Equivalent full-service form:

{
  "tts": {
    "type": "IndexTTS",
    "params": {
      "host": "127.0.0.1",
      "port": 11996,
      "voices": [
        {
          "name": "man",
          "path": "/path/to/reference_voice.wav"
        }
      ]
    }
  }
}

type should match the Python class name of the TTS model, and params should match that class's initialization arguments. See Supported Models for available TTS backends and their optional dependencies.

For IndexTTS, each voices entry needs:

  • name: the voice identifier exposed to X-Talk
  • path: a reference WAV file, or a directory containing reference audio files

If you already have a working server config, reusing its tts section is usually the easiest option.

Optional Configuration

You may place an optional test_config.json at the dataset root.
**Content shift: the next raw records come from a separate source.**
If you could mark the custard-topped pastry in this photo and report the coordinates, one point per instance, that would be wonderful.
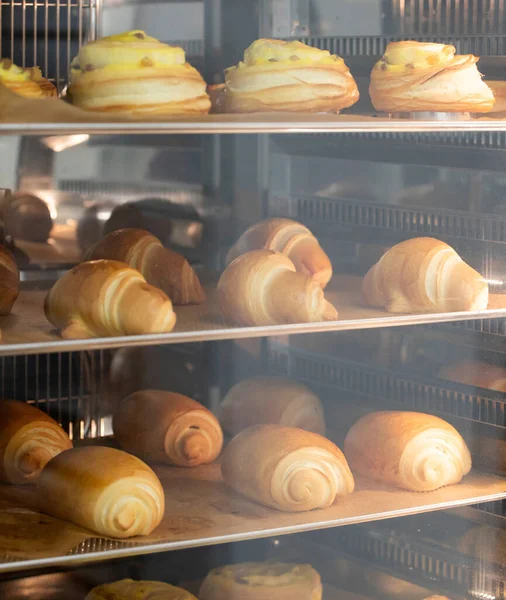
(136, 74)
(26, 82)
(276, 75)
(422, 76)
(262, 581)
It supports:

  • concurrency
  • with_vad
  • vad_redemption_ms
  • judge_llm

Example:

{
  "concurrency": 1,
  "with_vad": false,
  "vad_redemption_ms": 500,
  "judge_llm": {
    "model": "Qwen/Qwen2.5-7B-Instruct",
    "base_url": "http://127.0.0.1:8000/v1",
    "api_key": "YOUR_API_KEY"
  }
}

Each case directory may also contain an optional criteria.yaml:

judge_asr: true

When judge_asr: true is enabled, every runnable timestamp.txt entry must include the expected transcript text as the third column. Datasets produced by --create already satisfy this format automatically.

Creating timestamp.txt

Each case directory must contain a timestamp.txt. In --create mode, each line uses the format <time_spec>:<text>:

# basic_turn/timestamp.txt
0:Hello, how are you today?
ai_end:Tell me more about your plan.
ai_end+2.5:I also want to ask about pricing.

<time_spec> can be:

  • an absolute second value such as 0, 5.0, or 10.5
  • ai_start
  • ai_end
  • user_start
  • user_end
  • one of the anchors above plus an offset such as ai_end+2.5

Relative timestamps are resolved in file order. ai_* anchors refer to the next AI response triggered by the previous user clip, while user_* anchors refer to the previous user clip itself.
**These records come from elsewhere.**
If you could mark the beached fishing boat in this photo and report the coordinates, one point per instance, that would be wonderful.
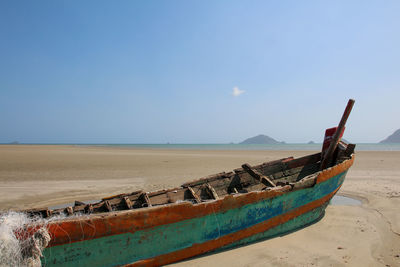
(212, 213)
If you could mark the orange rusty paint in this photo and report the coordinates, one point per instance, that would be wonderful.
(96, 226)
(198, 249)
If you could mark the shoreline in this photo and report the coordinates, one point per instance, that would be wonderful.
(365, 235)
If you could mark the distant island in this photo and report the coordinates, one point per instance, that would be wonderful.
(394, 138)
(260, 139)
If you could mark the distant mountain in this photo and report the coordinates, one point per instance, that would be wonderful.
(394, 138)
(261, 139)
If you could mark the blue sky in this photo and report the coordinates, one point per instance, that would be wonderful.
(165, 71)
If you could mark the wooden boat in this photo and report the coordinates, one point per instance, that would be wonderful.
(212, 213)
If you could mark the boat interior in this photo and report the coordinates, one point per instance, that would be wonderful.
(298, 173)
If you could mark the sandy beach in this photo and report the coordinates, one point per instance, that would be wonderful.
(363, 235)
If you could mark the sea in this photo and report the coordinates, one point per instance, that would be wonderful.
(283, 147)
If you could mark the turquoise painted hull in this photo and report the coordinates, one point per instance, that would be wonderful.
(130, 247)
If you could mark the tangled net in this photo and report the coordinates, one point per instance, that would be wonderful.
(24, 249)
Generating a Runnable Dataset

Install the script dependencies first:

pip install numpy requests soundfile websockets pyyaml uvicorn fastapi

Optional:

pip install soxr

Install the optional X-Talk dependency required by your chosen TTS backend as well. For example, IndexTTS needs the index-tts extra.

Then generate the dataset:

python scripts/test.py --create logs/test_templates/smoke --out logs/tests

The script loads the TTS model from the root JSON config, synthesizes one WAV file per line, and writes runnable case folders. The generated timestamp.txt will use the format <time_spec>:<audio_file>:<expected_text>.

For example:

logs/tests/smoke/
├── tts_config.json
├── test_config.json
└── basic_turn/
    ├── audio_000.wav
    ├── audio_001.wav
    ├── audio_002.wav
    └── timestamp.txt

Running Automated Tests

In --input mode, the script starts an embedded uvicorn server by itself. You do not need to manually start X-Talk first.

Run the generated dataset against a backend service config:

python scripts/test.py --config server_configs/sample_local.json --input logs/tests/smoke --out logs/test_results/smoke

You can also override runtime options from the command line:

python scripts/test.py --config server_configs/sample_local.json --input logs/tests/smoke --out logs/test_results/smoke --concurrency 2 --with-vad

Outputs

The test result folder contains:

  • <case_name>.mp3: the final mono recording for that case, compressed from the analyzed stereo session audio with high-quality MP3 encoding to save space
  • eval.json: overall latency and per-case pass/fail summary
  • logs/<case_name>.asr.json: expected transcripts, observed ASR events, and optional judge results
  • service_config.json: the effective backend config used for the run
  • test_config.json: the effective dataset runtime config used for the run

Notes

  • --with-vad enables client-side VAD. In that mode, remove backend vad from the server config to avoid duplicate turn events.
  • --without-vad requires a backend vad model in the server config.
  • If judge_asr is enabled for any case, configure judge_llm either in test_config.json or via CLI overrides.